AMD OpenCL on Ubuntu 16.04
I was interested in using my brand new “gaming” card for parallel computation. Of course I want to do this by using using free software if possible, not by installing proprietary drivers.
Ubuntu 16.04 has an mesa-opencl-icd
package, as well as the libclc-* packages that should be enough to support
open source OpenCL on AMD hardware.
However it turned out that my card is not supported yet.
Having gained some experience from etnaviv I wasn’t exactly looking forward to building the Mesa graphics driver and all its dependencies from source. Thankfully Paulo Dias supplies a PPA that has the bleeding edge packages build directly from LLVM and Mesa necessary.
$ sudo add-apt-repository ppa:paulo-miguel-dias/mesa
$ sudo apt-get update
$ sudo apt-get install libclc-amdgcn mesa-opencl-icd
I experimented in a headless machine so did not have to worry about graphics drivers and X. If you do, be careful as this may (or may not) break the graphical environment. The following section should help in that case.
Removing a PPA
To revert to standard Ubuntu drivers:
$ sudo apt-get install ppa-purge
$ sudo ppa-purge ppa:oibaf/graphics-drivers
Enumerating devices
To see if everything went well, you can run the following to list the OpenCL platforms and devices. Get devices.c and compile it
$ gcc devices.c -o hello -O2 /usr/lib/x86_64-linux-gnu/libOpenCL.so.1
$ ./devices
Example output:
1. Platform
Profile: FULL_PROFILE
Version: OpenCL 1.1 MESA 11.3.0-devel (padoka PPA)
Name: Clover
Vendor: Mesa
Extensions: cl_khr_icd
1. Device: AMD TONGA (DRM 3.1.0, LLVM 3.9.0)
1.1 Hardware version: OpenCL 1.1 MESA 11.3.0-devel (padoka PPA)
1.2 Software version: 11.3.0-devel (padoka PPA)
1.3 OpenCL C version: OpenCL C 1.1
1.4 Parallel compute units: 28
Running an OpenCL test
A small OpenCL example that squares a bunch of numbers can be found here. Additionally it dumps the binary to disk for disassembly (see below).
$ gcc hello.c -o hello -O2 /usr/lib/x86_64-linux-gnu/libOpenCL.so.1
$ ./hello
success: got back 1 binaries, total size 8450
binary 0: size 8450 dumped to square0.gallium_bin
Computed '1024/1024' correct values!
Disassembly
I’m always interested in how the underlying machine code looks. A good tool for assembling and disassembling binaries for this particular architecture is CLRX.

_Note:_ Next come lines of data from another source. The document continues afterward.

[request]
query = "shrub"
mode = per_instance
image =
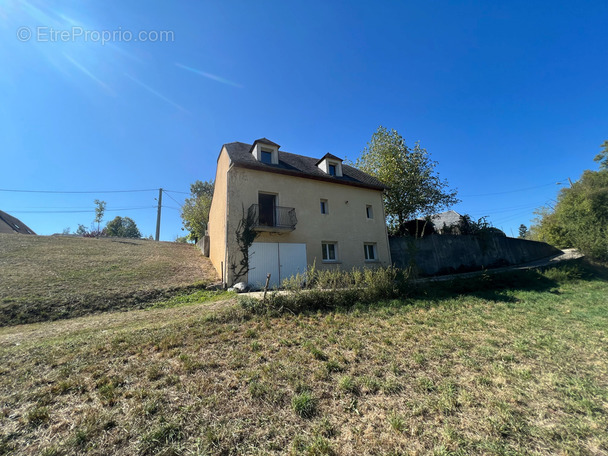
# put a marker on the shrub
(331, 289)
(304, 404)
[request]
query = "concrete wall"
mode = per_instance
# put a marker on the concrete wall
(440, 254)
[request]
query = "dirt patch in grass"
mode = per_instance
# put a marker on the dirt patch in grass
(525, 372)
(52, 277)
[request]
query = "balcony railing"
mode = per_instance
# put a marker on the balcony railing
(273, 218)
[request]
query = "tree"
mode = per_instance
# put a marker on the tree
(100, 209)
(195, 211)
(580, 217)
(602, 157)
(523, 231)
(123, 227)
(414, 187)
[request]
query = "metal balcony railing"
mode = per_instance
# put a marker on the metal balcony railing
(269, 218)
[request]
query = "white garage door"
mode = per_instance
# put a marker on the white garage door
(280, 260)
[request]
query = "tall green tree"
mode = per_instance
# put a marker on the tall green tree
(100, 209)
(123, 227)
(580, 217)
(195, 211)
(414, 186)
(602, 157)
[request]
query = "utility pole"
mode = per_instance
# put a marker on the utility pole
(160, 205)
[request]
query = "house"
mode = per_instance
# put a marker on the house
(10, 224)
(445, 220)
(302, 211)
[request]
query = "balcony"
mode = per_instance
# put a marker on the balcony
(273, 219)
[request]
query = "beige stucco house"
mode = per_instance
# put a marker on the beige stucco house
(304, 210)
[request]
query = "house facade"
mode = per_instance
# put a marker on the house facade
(303, 211)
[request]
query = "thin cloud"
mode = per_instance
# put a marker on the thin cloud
(213, 77)
(88, 73)
(154, 92)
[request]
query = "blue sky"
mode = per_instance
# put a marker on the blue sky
(508, 97)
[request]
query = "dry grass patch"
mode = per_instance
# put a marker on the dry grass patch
(53, 277)
(525, 373)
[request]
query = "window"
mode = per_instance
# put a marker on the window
(267, 157)
(370, 252)
(324, 207)
(266, 209)
(330, 251)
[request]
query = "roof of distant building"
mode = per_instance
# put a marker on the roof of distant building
(10, 224)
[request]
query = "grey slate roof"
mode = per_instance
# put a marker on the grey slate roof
(300, 166)
(10, 224)
(447, 218)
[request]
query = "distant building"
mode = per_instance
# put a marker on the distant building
(11, 225)
(447, 219)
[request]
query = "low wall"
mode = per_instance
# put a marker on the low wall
(444, 254)
(203, 244)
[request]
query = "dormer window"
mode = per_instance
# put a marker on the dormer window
(265, 151)
(266, 157)
(330, 164)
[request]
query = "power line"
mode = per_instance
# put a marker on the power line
(510, 191)
(172, 198)
(79, 192)
(82, 211)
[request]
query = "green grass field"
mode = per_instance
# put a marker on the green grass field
(52, 277)
(508, 365)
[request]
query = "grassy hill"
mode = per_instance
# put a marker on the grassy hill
(495, 366)
(51, 277)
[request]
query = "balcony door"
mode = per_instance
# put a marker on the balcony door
(267, 205)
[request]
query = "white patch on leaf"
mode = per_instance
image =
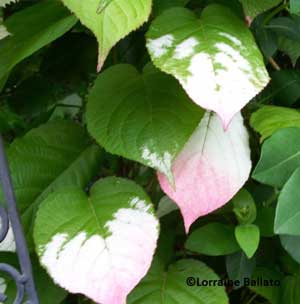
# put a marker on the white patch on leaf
(105, 269)
(186, 48)
(158, 47)
(8, 244)
(229, 81)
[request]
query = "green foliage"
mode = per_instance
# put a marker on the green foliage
(94, 147)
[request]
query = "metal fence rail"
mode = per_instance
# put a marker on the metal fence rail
(10, 216)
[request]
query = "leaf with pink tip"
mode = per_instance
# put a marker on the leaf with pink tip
(100, 246)
(210, 169)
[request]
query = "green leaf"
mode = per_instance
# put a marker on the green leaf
(213, 239)
(252, 8)
(244, 207)
(269, 119)
(265, 221)
(48, 292)
(286, 86)
(271, 293)
(172, 286)
(291, 244)
(287, 219)
(291, 289)
(280, 158)
(248, 237)
(208, 60)
(53, 156)
(295, 7)
(144, 117)
(106, 241)
(44, 22)
(161, 5)
(239, 267)
(110, 21)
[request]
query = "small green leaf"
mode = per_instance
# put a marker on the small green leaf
(291, 244)
(110, 20)
(239, 267)
(144, 117)
(105, 241)
(44, 22)
(209, 59)
(280, 157)
(269, 119)
(248, 237)
(244, 207)
(295, 7)
(271, 293)
(252, 8)
(287, 219)
(178, 285)
(213, 239)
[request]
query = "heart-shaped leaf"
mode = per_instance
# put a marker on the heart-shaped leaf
(211, 168)
(180, 284)
(144, 117)
(110, 21)
(53, 156)
(101, 245)
(248, 237)
(280, 157)
(287, 218)
(220, 67)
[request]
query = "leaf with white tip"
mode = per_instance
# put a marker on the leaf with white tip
(110, 21)
(144, 117)
(220, 67)
(105, 241)
(211, 168)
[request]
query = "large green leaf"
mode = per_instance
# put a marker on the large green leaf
(53, 156)
(144, 117)
(209, 59)
(270, 119)
(287, 219)
(291, 244)
(31, 29)
(253, 8)
(105, 241)
(280, 157)
(178, 285)
(213, 239)
(110, 21)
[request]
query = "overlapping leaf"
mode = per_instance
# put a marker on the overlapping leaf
(101, 245)
(220, 67)
(53, 156)
(211, 168)
(144, 117)
(110, 21)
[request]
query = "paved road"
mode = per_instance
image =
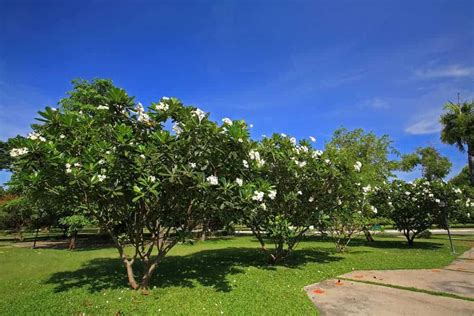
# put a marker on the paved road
(373, 292)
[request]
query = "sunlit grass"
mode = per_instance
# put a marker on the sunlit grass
(222, 275)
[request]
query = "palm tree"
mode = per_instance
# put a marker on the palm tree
(458, 129)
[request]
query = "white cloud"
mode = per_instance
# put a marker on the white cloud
(453, 71)
(425, 124)
(376, 103)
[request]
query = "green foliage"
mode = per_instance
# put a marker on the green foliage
(433, 165)
(458, 129)
(105, 156)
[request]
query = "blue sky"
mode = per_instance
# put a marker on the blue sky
(299, 67)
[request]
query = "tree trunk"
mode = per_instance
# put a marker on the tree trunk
(72, 241)
(470, 158)
(204, 232)
(36, 238)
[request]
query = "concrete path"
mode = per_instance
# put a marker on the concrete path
(352, 295)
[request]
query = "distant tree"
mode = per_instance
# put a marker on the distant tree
(433, 165)
(458, 129)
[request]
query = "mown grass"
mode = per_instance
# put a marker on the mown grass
(219, 276)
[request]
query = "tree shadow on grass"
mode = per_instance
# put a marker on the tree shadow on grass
(208, 267)
(396, 244)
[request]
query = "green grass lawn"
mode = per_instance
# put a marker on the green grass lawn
(219, 276)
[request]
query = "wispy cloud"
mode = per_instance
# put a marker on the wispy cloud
(425, 124)
(18, 105)
(376, 103)
(452, 71)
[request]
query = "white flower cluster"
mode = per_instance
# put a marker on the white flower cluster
(258, 196)
(227, 121)
(300, 164)
(316, 154)
(177, 128)
(357, 166)
(162, 107)
(142, 116)
(36, 136)
(200, 114)
(69, 166)
(255, 155)
(272, 194)
(213, 180)
(15, 152)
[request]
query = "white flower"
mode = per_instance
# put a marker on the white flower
(227, 121)
(213, 180)
(258, 196)
(162, 107)
(200, 114)
(177, 128)
(316, 154)
(33, 136)
(357, 166)
(272, 194)
(300, 164)
(367, 189)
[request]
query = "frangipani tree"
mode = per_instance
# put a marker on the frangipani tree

I needed to do some patching
before it would accept the binaries, possibly because Gallium or LLVM switched
the format recently. I reported this so possibly by the time you read
this it has been fixed and you don’t need the patch. This was fixed.
git clone https://github.com/CLRX/CLRX-mirror.git
cd CLRX-mirror
mkdir build
cd build
cmake ..
make -j4
export CLRXPATH=$PWD/programs
This will create an executable clrxdisasm in programs.
The disassembler doesn’t, for Gallium binaries, currently detect the GPU architecture (I am not even sure whether this is encoded), so this has to be specified explicitly. If not, the instructions will look strange, as there is a significant difference between GCN 1.0, 1.1 and 1.2 ISAs.
Using it with the square0.gallium_bin that
was produced by hello.c
${CLRXPATH}/clrxdisasm -g tonga square0.gallium_bin
This should give an output such as
.gallium
.gpu Tonga
.kernel square
.text
square:
s_load_dword s3, s[0:1], 0x18
s_nop 0x0
s_load_dword s4, s[0:1], 0x34
s_waitcnt lgkmcnt(0)
s_mul_i32 s3, s3, s2
v_add_u32 v0, vcc, s3, v0
v_cmp_gt_u32 vcc, s4, v0
s_and_saveexec_b64 s[2:3], vcc
s_xor_b64 s[2:3], exec, s[2:3]
s_cbranch_execz .L136_0
s_load_dwordx2 s[4:5], s[0:1], 0x2c
s_nop 0x0
s_load_dwordx2 s[0:1], s[0:1], 0x24
v_ashrrev_i32 v1, 31, v0
v_lshlrev_b64 v[0:1], 2, v[0:1]
s_waitcnt lgkmcnt(0)
v_add_u32 v2, vcc, s4, v0
v_mov_b32 v3, s5
v_addc_u32 v3, vcc, v1, v3, vcc
v_add_u32 v4, vcc, s0, v0
v_mov_b32 v0, s1
v_addc_u32 v5, vcc, v1, v0, vcc
flat_load_dword v0, v[4:5]
s_waitcnt vmcnt(0) & lgkmcnt(0)
v_mul_f32 v0, v0, v0
flat_store_dword v[2:3], v0
s_waitcnt vmcnt(0) & lgkmcnt(0)
.L136_0:
s_or_b64 exec, exec, s[2:3]
s_endpgm
There is also an assembler clrxdisasm that should be able to convert this
back to a binary, but I haven’t experimented with that yet.
This reminds me of the old times with decuda and cudasm, except that there is no need for any reverse engineering here. AMD helpfully provides everything necessary to write free software drivers.
References
- AMD GCN3 Instruction Set Architecture - document describing the GCN1.2 (“generation 3”) ISA. AMD is super helpful in providing this instruction documentation.